Quem perdeu o controle?

Longe da televisão, Fabio Assunção reflete sobre o controle exercido na vida do artista

por Fábio Assunção em

  - Crédito: Karina Tavares
  - Crédito: Karina Tavares

 

Distante da televisão por problemas privados que se tornaram públicos, o ator Fábio Assunção reflete sobre uma cultura em que a vida do artista se tornou mais importante do que sua obra e na qual cada uma de suas ações é controlada, julgada e explorada

Na ópera I Pagliacci, de Leoncavallo, uma trupe de atores chega para apresentar uma comédia num povoado de uma pequena província italiana. Na apresentação, há um triângulo amoroso entre Colombina, Pagliaccio e Arlecchino, que espelha outro triângulo entre intérpretes desses personagens – a tal ponto que a “ficção” da comédia começa a se embaralhar com a “realidade” dos atores. Essa ópera é um exercício de metalinguagem, de cena dentro da cena. Um jogo curioso, por jogar um holofote no mundo privado dos criadores.
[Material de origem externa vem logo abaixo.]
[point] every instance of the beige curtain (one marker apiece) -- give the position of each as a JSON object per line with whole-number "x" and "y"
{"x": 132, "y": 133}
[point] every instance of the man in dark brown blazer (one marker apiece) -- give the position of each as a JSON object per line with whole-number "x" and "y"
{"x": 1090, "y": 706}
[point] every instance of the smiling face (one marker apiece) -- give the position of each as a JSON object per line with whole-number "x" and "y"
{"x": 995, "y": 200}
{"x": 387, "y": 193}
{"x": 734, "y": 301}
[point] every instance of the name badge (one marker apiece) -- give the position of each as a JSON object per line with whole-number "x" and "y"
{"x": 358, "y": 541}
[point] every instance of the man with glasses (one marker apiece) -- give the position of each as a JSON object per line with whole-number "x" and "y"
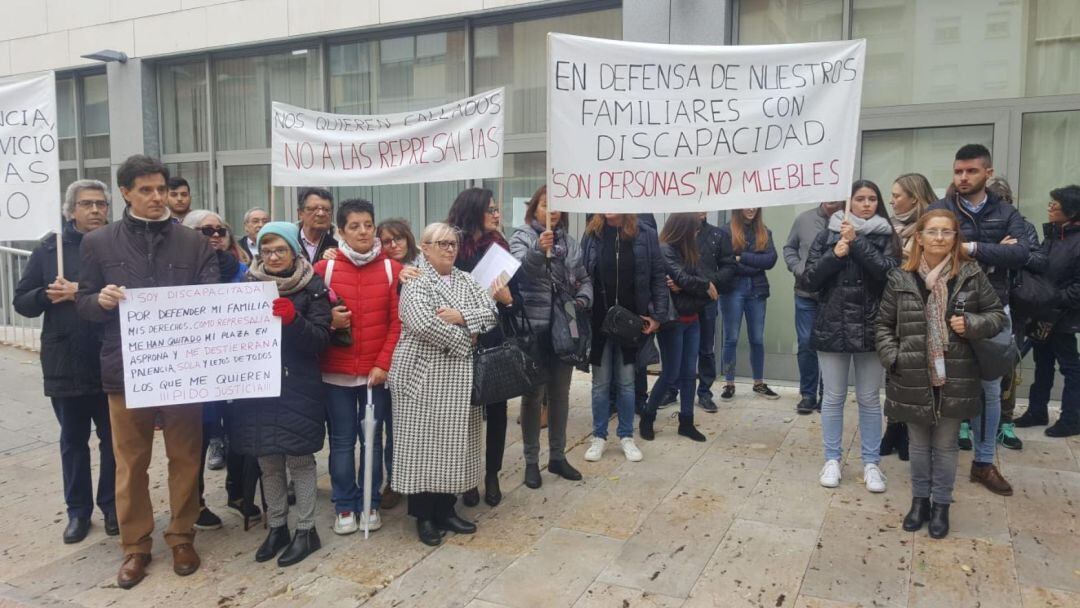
{"x": 69, "y": 360}
{"x": 315, "y": 210}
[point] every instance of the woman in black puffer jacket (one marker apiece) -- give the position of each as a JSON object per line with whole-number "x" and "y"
{"x": 847, "y": 267}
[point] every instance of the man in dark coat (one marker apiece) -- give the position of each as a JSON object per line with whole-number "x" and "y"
{"x": 145, "y": 250}
{"x": 70, "y": 349}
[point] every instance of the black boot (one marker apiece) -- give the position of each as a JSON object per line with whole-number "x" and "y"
{"x": 687, "y": 429}
{"x": 646, "y": 427}
{"x": 305, "y": 542}
{"x": 939, "y": 521}
{"x": 918, "y": 515}
{"x": 277, "y": 540}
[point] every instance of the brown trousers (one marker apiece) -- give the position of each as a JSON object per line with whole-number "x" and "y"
{"x": 133, "y": 445}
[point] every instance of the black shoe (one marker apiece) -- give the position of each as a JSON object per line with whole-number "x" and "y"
{"x": 918, "y": 515}
{"x": 493, "y": 496}
{"x": 76, "y": 530}
{"x": 456, "y": 525}
{"x": 305, "y": 542}
{"x": 207, "y": 521}
{"x": 111, "y": 525}
{"x": 428, "y": 532}
{"x": 532, "y": 478}
{"x": 939, "y": 521}
{"x": 471, "y": 498}
{"x": 707, "y": 404}
{"x": 563, "y": 469}
{"x": 277, "y": 540}
{"x": 687, "y": 429}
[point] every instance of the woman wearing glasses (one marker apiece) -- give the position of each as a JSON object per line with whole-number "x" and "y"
{"x": 476, "y": 216}
{"x": 437, "y": 430}
{"x": 931, "y": 369}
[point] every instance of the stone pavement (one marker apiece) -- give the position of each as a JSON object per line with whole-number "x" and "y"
{"x": 738, "y": 521}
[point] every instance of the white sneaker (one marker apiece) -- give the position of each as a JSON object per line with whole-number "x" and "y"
{"x": 831, "y": 474}
{"x": 374, "y": 522}
{"x": 346, "y": 524}
{"x": 595, "y": 450}
{"x": 874, "y": 477}
{"x": 630, "y": 449}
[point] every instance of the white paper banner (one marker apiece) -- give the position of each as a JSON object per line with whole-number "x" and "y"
{"x": 459, "y": 140}
{"x": 200, "y": 342}
{"x": 672, "y": 127}
{"x": 29, "y": 160}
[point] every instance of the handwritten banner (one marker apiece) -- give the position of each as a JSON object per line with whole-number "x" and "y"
{"x": 29, "y": 161}
{"x": 199, "y": 343}
{"x": 459, "y": 140}
{"x": 670, "y": 127}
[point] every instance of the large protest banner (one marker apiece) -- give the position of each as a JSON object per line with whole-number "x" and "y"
{"x": 200, "y": 342}
{"x": 459, "y": 140}
{"x": 670, "y": 127}
{"x": 29, "y": 159}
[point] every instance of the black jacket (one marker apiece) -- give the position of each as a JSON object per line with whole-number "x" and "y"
{"x": 849, "y": 289}
{"x": 70, "y": 347}
{"x": 135, "y": 253}
{"x": 994, "y": 221}
{"x": 294, "y": 423}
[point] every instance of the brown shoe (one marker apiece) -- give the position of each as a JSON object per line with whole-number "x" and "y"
{"x": 990, "y": 477}
{"x": 133, "y": 570}
{"x": 185, "y": 559}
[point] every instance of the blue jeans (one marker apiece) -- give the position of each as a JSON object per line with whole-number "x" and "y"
{"x": 612, "y": 369}
{"x": 345, "y": 414}
{"x": 706, "y": 352}
{"x": 678, "y": 357}
{"x": 806, "y": 310}
{"x": 834, "y": 373}
{"x": 741, "y": 302}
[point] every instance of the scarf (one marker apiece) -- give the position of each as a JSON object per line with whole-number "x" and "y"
{"x": 293, "y": 281}
{"x": 360, "y": 259}
{"x": 936, "y": 326}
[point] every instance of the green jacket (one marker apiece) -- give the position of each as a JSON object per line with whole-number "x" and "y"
{"x": 901, "y": 341}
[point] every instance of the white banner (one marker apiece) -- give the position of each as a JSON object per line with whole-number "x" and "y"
{"x": 200, "y": 342}
{"x": 672, "y": 127}
{"x": 29, "y": 159}
{"x": 459, "y": 140}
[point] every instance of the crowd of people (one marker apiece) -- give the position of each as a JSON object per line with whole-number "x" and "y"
{"x": 370, "y": 315}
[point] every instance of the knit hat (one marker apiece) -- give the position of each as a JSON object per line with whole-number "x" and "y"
{"x": 286, "y": 230}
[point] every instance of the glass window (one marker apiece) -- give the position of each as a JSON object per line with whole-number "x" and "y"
{"x": 515, "y": 56}
{"x": 244, "y": 88}
{"x": 925, "y": 52}
{"x": 183, "y": 92}
{"x": 771, "y": 22}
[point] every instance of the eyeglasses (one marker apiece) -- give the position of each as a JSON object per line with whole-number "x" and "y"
{"x": 211, "y": 231}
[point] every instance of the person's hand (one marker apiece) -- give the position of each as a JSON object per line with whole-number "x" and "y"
{"x": 450, "y": 315}
{"x": 284, "y": 309}
{"x": 376, "y": 376}
{"x": 547, "y": 241}
{"x": 62, "y": 289}
{"x": 109, "y": 297}
{"x": 340, "y": 318}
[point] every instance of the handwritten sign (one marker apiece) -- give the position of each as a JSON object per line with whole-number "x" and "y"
{"x": 671, "y": 127}
{"x": 29, "y": 161}
{"x": 199, "y": 343}
{"x": 459, "y": 140}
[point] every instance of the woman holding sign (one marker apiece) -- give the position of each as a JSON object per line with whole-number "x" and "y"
{"x": 285, "y": 432}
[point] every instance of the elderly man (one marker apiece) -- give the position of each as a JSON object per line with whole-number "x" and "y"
{"x": 146, "y": 250}
{"x": 69, "y": 360}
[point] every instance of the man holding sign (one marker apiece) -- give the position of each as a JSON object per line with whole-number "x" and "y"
{"x": 145, "y": 250}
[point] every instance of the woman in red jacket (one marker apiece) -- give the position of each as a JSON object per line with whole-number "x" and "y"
{"x": 364, "y": 282}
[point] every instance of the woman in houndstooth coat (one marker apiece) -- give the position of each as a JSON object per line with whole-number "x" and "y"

Lançaram mão desse recurso artistas de todas as áreas, na literatura de Machado de Assis e Carlos Drummond de Andrade, na pintura de Munch e Velásquez, no cinema de Woody Allen, Hitchcock e Kurosawa. A metalinguagem é um caminho desejado pelo autor para se colocar um pouco mais ao olhar do outro, derrubando essa fronteira, chegando mais perto. Eu sou fã desse movimento e me divirto me sentindo cúmplice dessa íntima exposição.

Mas uma coisa é você se colocar dentro da sua obra, se tornando parte dela. Outra é a sua vida ser colocada sobre sua obra, tomando conta dela. Esse limite hoje em dia está mal delineado. Casamentos, separações, doenças, acidentes, declarações, agressões, percentual de gordura, tudo é mais importante do que aquilo que se produz. É como se, em vez de admirar os quadros de Van Gogh, eu só conseguisse saber que o pintor sofria de depressão e, após passar por clínicas e cortar uma orelha, se matou aos 37 anos. Isso é ou não é reflexo de uma sociedade que se pretende normativa, cada vez menos original, menos genial, inflacionada por leis de controle?

Estamos assim tão debilitados para não conseguir agir por bom-senso, fio condutor da ética? Não temos conhecimento nem critério para tomar as melhores decisões? Precisamos de controle em tudo? Não se pode sustentar tanta regra o tempo todo. Onde extrapolamos? Onde se encaixam nossas imperfeições nessa tentativa de controle total que procura a perfeição? É necessário criar uma lei que obrigue os donos de estabelecimentos a colocar um cinzeiro do lado de fora, nas calçadas, ou farão alguma coisa a respeito por iniciativa própria? É preciso que uma norma obrigue os bares a servir cerveja sem álcool? Não seria razoável encontrá-las mais facilmente?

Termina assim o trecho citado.